Das wichtigste aber aller Materialien dieser Art ist ohne Zweifel die eigentliche Bouquet-Immortelle, welche im südlichen Frankreich, nicht fern von der Seeküste, in Massen gezogen wird und fast verwildert ist. Sie ist für die Bouquetbinderei um so werthvoller, als die Blumen kleiner und zierlicher gebaut sind, als die meisten übrigen Blumen dieser Kategorie, und deshalb ist sie zur Verwendung für Bouquets von kleineren Dimensionen wohl geeignet. Doch hat sie keine strahlenartig ausgebreiteten Kelchschuppen, wie die Strohblume. Diese Immortellenart wird jährlich in vielen Tausenden von Bunden in Deutschland eingeführt. Man bereitet sie für die Färberei vor, indem man sie mit kochendem Wasser überbrüht und sie dadurch eines Theiles ihres gelben Farbstoffes beraubt, oder man giebt ihr durch ein Chlorbad eine klare, weiße Farbe, wenn sie nicht gefärbt werden soll.

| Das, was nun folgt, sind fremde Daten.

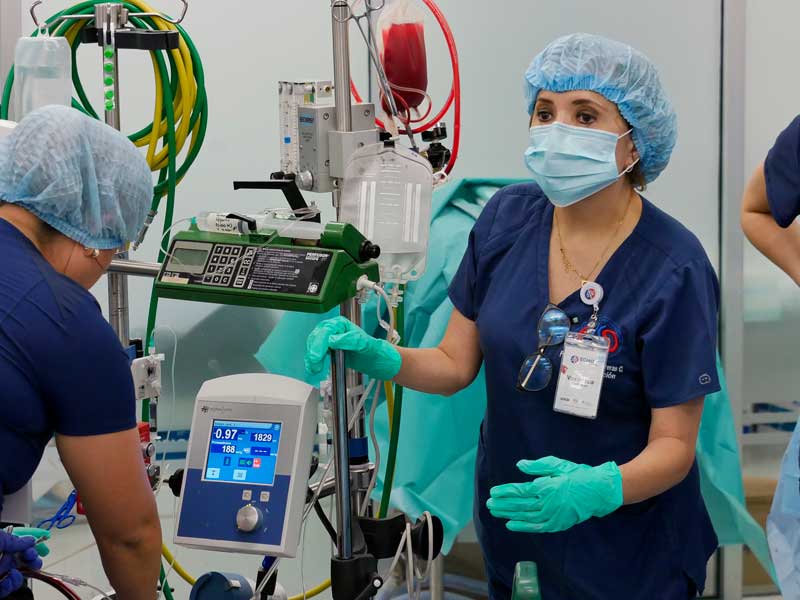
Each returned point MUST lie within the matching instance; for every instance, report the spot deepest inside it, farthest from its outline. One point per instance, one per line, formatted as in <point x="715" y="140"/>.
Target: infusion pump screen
<point x="243" y="452"/>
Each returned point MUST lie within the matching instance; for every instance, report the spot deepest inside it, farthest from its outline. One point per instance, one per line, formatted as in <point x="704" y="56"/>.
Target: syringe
<point x="221" y="222"/>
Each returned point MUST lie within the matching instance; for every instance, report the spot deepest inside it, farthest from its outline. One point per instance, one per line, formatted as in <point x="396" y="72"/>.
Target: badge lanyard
<point x="583" y="363"/>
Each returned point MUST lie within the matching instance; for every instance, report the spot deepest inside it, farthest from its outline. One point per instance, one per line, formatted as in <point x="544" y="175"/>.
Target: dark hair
<point x="636" y="178"/>
<point x="44" y="231"/>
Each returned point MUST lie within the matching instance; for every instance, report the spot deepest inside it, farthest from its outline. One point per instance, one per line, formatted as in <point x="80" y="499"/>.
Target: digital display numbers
<point x="243" y="452"/>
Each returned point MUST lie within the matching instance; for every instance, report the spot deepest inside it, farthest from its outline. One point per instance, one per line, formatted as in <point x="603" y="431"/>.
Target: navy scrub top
<point x="782" y="173"/>
<point x="62" y="367"/>
<point x="660" y="317"/>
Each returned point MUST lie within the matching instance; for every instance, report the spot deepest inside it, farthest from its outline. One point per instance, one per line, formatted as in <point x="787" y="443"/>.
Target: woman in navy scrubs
<point x="608" y="506"/>
<point x="772" y="203"/>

So ist nun in diesen und anderen immortellenartigen Blumen für die nöthige Mannigfaltigkeit der Farben ausreichend gesorgt, dagegen leiden sie an einer nur zu sehr in die Augen fallenden Übereinstimmung der Form, denn fast alle sind sie Compositen mit oder ohne Strahl.

Man sah sich deshalb bald genöthigt, das Material durch abweichende Blüthenformen zu vervollständigen. Es konnte dies aber nur dann geschehen, wenn es gelang, die Blumen dergestalt zu trocknen, daß allen ihren Theilen nicht nur mehr oder weniger ihr natürliches Colorit, sondern auch, zumal den Blumenblättern, die ihrem Gewebe eigenthümliche Spannung erhalten blieb.

Durch das Verfahren, nach welchem Pflanzen zur Aufbewahrung in Herbarien vorbereitet werden, war dieses Ziel nicht wohl zu erreichen, wohl aber dadurch, daß man die Blumen unter naturgemäßer Ausbreitung ihrer Theile in staubfreien Quarzsand (in einzelnen Fällen auch in Sägemehl) einschichtete und unter Glas und unter der Einwirkung der Sonnenwärme oder in einem mäßig erwärmten Raume langsam trocken werden ließ. – Nach vielen erfolglosen Versuchen fand man endlich auch die Mittel, die natürlichen Blüthenfarben zu befestigen oder unscheinbar gewordene wieder zu beleben. Aber es ist natürlich, daß das zu erzielende Product um so schöner ausfällt, je sorgfältiger die Blumen beim Trocknen, Schwefeln, Beizen etc. behandelt werden, Operationen, bei welchen, wie es scheint, jede Bouquetbinderei besondere Vortheile in Anwendung zu bringen weiß. Wir haben getrocknete Blumen gesehen, welche an Lebhaftigkeit des Colorits wie an natürlicher Haltung frisch abgeschnittenen Blumen in keiner Weise nachstanden, freilich auch andere, welche an eingeschrumpfte, mißfarbige Mumien erinnerten.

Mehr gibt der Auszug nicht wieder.